All the primroses are in flower, along with the hellebores. DH says we will have to move the hellebores from the crab apple borders as the plan is to grass them over when the trees have established, which is slightly annoying. I think we will plant a lot of snake head fritillary bulbs instead, and hope that they come up unlike the last lot we put in

you have been busy teta!

ComeIntoTheGardenMaud · 15/01/2013 21:11

Yes, structure is important. That's why I'm pleased with all the new roses - I neglected shrubs for a long time and the garden was quite literally flat in winter.

I have snowdrops nearly in flower. I must wade through the mud to check on the hellebores.

HumphreyCobbler · 15/01/2013 21:18

I love the snowdrops - ours are not that far along though.

ComeIntoTheGardenMaud · 15/01/2013 21:23

I love snowdrops too. Most of mine are standard singles and doubles, but I did invest in some Sam Arnott last year. I hope they reappear - they seem to be behind the others.

Blackpuddingbertha · 17/01/2013 20:59

I'm hoping that the snowdrops I transplanted last year are going to come up. Will have to go and investigate the sprouting things in the lawn to see if they're snowdrops or daffs. Will have to check on the naturalised ones (where I moved them from) too for comparison.

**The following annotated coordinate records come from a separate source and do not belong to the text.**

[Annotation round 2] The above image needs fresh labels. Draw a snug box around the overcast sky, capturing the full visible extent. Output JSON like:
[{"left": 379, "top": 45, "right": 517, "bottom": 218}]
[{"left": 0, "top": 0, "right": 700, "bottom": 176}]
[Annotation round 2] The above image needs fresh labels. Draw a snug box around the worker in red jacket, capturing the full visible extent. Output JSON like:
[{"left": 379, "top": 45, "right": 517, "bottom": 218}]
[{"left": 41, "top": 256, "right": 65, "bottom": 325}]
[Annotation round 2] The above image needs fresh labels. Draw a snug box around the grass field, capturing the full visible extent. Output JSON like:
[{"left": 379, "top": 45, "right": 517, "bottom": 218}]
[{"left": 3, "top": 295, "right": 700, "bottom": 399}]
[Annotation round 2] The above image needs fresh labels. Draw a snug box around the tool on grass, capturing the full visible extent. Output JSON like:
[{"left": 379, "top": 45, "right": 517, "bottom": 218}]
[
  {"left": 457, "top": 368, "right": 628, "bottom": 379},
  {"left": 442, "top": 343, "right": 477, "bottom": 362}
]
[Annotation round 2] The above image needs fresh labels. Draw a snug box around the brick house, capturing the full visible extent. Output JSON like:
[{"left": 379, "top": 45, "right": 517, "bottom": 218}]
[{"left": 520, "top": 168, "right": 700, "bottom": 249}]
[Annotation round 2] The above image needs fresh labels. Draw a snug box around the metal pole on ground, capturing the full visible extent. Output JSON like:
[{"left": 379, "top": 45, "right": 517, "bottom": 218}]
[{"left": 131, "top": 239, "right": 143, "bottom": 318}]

HumphreyCobbler · 17/01/2013 21:07

I had a scary rat moment in the pigscot (where the pigs actually are living at the moment) when I heard them scuttling. I mean, I knew there were rats there theoretically, but I didn't like hearing them. DH casually informs me that he "regularly sees them, and they are bigger than you'd think" Shock

AIBU to move the pigfood out of the inside bit and NEVER SET FOOT IN THERE AGAIN????

We have been putting poison down but to little effect seemingly...

ComeIntoTheGardenMaud · 17/01/2013 21:07

My seed order both packets has just arrived!

ComeIntoTheGardenMaud · 17/01/2013 21:09

Ooh, missed Humphrey's AIBU.

YANBU to move the pig food and make DH do all the pig-feeding from now on.

HumphreyCobbler · 17/01/2013 21:09

just googled Sam Arnott, they are lovely!

ComeIntoTheGardenMaud · 17/01/2013 21:11

Yes, they are, and fairly reasonable to buy. I love snowdrops but am not going to get sucked into the £30-a-bulb hysteria!

HumphreyCobbler · 17/01/2013 21:16

think ours are mostly single

we are very lucky as a friend offered us the clumps from the field that she was going to put a horse in. We got loads so we are starting with lots and lots.

ComeIntoTheGardenMaud · 17/01/2013 21:20

I am hoping for lots of single x double x Arnott hybrids, but as they don't seem to self-seed very much I'm not banking on it! Mass planting is definitely the way to do it, though.

funnyperson · 17/01/2013 22:35

Last year I planted lots of snowdrops 'in the green' from a special offer. I think ordinary galanthus nivalis- simple but amazing in drifts under trees. If they come up then I might branch out this year to get something more sophisticated or I might just plant lots more of the same.
Lily of the Valley are said to do well under trees.

echt · 18/01/2013 04:35

This has made me very nostalgic for a walk I used to take in Kent where a wood had thick drifts of snowdrops. Did they smell, or did I imagine it? Just writing this has made me remember a dream last night in which daffodils were emerging from the ground. Probably a wish fulfilment what with still no rain for nearly a month here.

Snowdrops do grow here, but not as they do in England. Daffs and narcissi do well too. Tulips - meh. It never really gets cold enough for them, and the scented varieties I loved from living in England can't be got here, so I don't bother now.

The hellebore plugs I planted are bearing up in one of the most challenging spots in the garden: dark in winter, scalding sun in summer - not all day, but enough.